The major issue is that sometimes the compromises go one for months until they are revealed by some security researcher.
So, I am not saying for you to not do it, but be aware of the trade-offs.
A mitigation tactic is to store the secrets encrypted with any provider, thus if they are compromised will not affect you, because the key to decode them is elsewhere.
Another approach is that the secrets (when not encrypted) are not stored as one single record in the provider, for example if the secret is mysuperverystronglongishsecret you store mysuperverystr and onglongishsecret as separated keys with unrelated names, and then you join them when you need to use on your scripts. This approach mitigates the case were the secret provider gets compromised, but doesn’t mitigate the case were your code is the one leaked, or if your code is in a public repo.
No perfect solution exists, just try to find the one with less trade-offs and with the smallest chain of trust.
Encrypting those secrets that are accessed only by code is a good point. So Bitwarden-API-Key and AES-key as Github secret, encrypted keys in Bitwarden. This should be as (in)secure as putting the secrets in Github directly. If Github leaks: bad. But Bitwarden does not bring extra risk.
Also the Bitwarden key in Github should only be allowed to access the secrets needed in CI/CD.

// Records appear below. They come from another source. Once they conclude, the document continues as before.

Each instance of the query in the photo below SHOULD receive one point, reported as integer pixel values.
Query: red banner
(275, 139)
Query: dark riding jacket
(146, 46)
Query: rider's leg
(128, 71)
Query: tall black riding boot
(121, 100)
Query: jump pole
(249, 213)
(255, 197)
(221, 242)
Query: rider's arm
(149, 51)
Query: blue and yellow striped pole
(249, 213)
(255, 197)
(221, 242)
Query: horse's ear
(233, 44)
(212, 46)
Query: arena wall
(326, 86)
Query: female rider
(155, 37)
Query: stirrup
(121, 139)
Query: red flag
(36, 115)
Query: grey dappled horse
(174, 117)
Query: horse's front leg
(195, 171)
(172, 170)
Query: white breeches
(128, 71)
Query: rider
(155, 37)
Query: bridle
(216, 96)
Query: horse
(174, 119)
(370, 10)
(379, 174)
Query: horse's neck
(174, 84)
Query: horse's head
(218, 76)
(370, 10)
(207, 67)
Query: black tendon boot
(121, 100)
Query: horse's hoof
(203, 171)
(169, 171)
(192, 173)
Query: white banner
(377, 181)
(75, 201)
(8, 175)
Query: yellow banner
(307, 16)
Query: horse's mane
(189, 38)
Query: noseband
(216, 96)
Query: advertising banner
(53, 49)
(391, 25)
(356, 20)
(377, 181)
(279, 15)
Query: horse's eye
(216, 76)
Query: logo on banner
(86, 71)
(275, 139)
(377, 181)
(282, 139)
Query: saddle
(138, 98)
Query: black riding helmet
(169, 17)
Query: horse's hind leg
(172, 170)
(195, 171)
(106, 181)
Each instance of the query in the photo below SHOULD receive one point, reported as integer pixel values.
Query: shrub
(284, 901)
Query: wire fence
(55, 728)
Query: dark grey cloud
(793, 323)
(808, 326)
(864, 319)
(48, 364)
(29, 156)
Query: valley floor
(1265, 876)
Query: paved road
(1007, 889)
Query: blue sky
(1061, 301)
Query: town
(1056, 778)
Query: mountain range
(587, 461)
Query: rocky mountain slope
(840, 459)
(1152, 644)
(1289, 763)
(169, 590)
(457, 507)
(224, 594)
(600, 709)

I do not see the benefit of splitting the keys. This will be obvious with just looking at the CI/CD-code which I assume is less save than a Github secret.
The split is only useful for when the remote secret provider is compromised in isolation, as I mentioned:
So, imagine that you store in bitwarden your AWS secrets, that allow you to create new instances, then if bitwarden is compromised in isolation the attacker can immediately use your AWS secrets so spin some crypto miners or whatever he wants and you will be the one paying the bill.
Sorry if I was not clear, but this other approach doesn’t assume encrypted secrets. I have updated my post to explicit tell that is for the case of when secrets are not encrypted.